I cannot bring myself to write of my final parting from her, my final look at her face, and will not do so.

Sarah left ten days later in the company of his brother, made her way under his guidance to Plymouth and there took passage.

It was the last anyone ever heard of her. She never arrived in America and it was assumed she had fallen overboard. But the boat was becalmed at the time and was in any case so crowded it was difficult to imagine anyone coming to grief without being noticed. Yet she simply disappeared one day in full sunlight and without any sound, as though she had been taken up bodily into the heavens.

12

There the story, such as I know it, of Sarah Blundy comes to its end and I can say no more—those who wish to disbelieve me can do so.

It remains now for me to recount the last portion of the story, and show what the Italian had as his business in England. I confess I do not find it important, for in comparison to what I had witnessed, the errors of men who squabble in such ignorance of the truth, cannot but excite the most complete disdain. Yet as it is both part of these events, and a cause of them, so I should set all down that I might complete my labors and rest.

I traveled to London the day after Sarah left Oxford, still very much in a mood of most profound dismay and reverie; it was Lower’s idea to go, and he recommended it forcefully as a treatment for melancholy and brooding. A change of scenery, different company and a bit of entertainment, he insisted, would help shake off the sadness that had settled over me. I took his advice because my lassitude was such it was easier to do so than to resist. Lower packed my bag for me, walked me to Carfax, and put me on the coach.

“And enjoy yourself,” he said. “You must admit everything has turned out better than you could possibly have expected. It is time to put it behind you.”

Naturally, I could not do so quite so easily, but I tried to follow his advice as much as possible, and spent time forcing myself to visit people with whom I had corresponded over the years, trying hard to be interested in what they said.
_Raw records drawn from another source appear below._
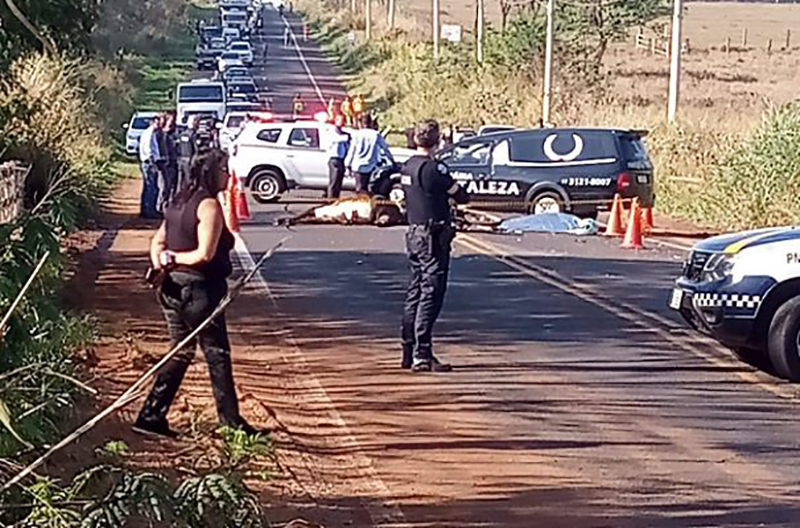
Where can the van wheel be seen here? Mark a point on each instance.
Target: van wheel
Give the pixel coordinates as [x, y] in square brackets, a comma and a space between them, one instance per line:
[267, 186]
[784, 340]
[546, 202]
I did not succeed very well, as my mind kept drifting off to more important matters, and I fear I may have aroused some resentment among my colleagues because of a distance which they surely took as disdain and arrogance. Matters which ordinarily would have produced the liveliest fascination could generate no interest at all; I was told of the discovery of huge bones, turned to stone in a quarry in Hertfordshire, proving that the Bible spoke true when it said that once giants walked the earth, and I was less than fascinated. I was given hospitality by John Aubrey, at that time my good friend, but could display no enthusiasm for his ingenuity in discovering the purpose and nature of Stonehenge and Avebury and other such sites; I was invited to attend a meeting of the Royal Society, but turned this great honor down with ease, and never cared that I was not invited again.

And one evening, after I had been there but two days, I found myself walking past an inn in Cheapside called the Bells, and remembered I had seen the name in Cola’s chest, and felt the need to go in search of someone who had also known Sarah and seen something of what I had seen. And I had this great urge to know the answers to many questions, to understand the apparent chain of human events which had brought her end.

He was easily found, even though the innkeeper—whom I later knew to be a papist—did not know the name; all I had to do was ask for the Italian gentleman, and I was immediately shown to the grand room—occupied by himself alone—where he had lodged himself since his arrival.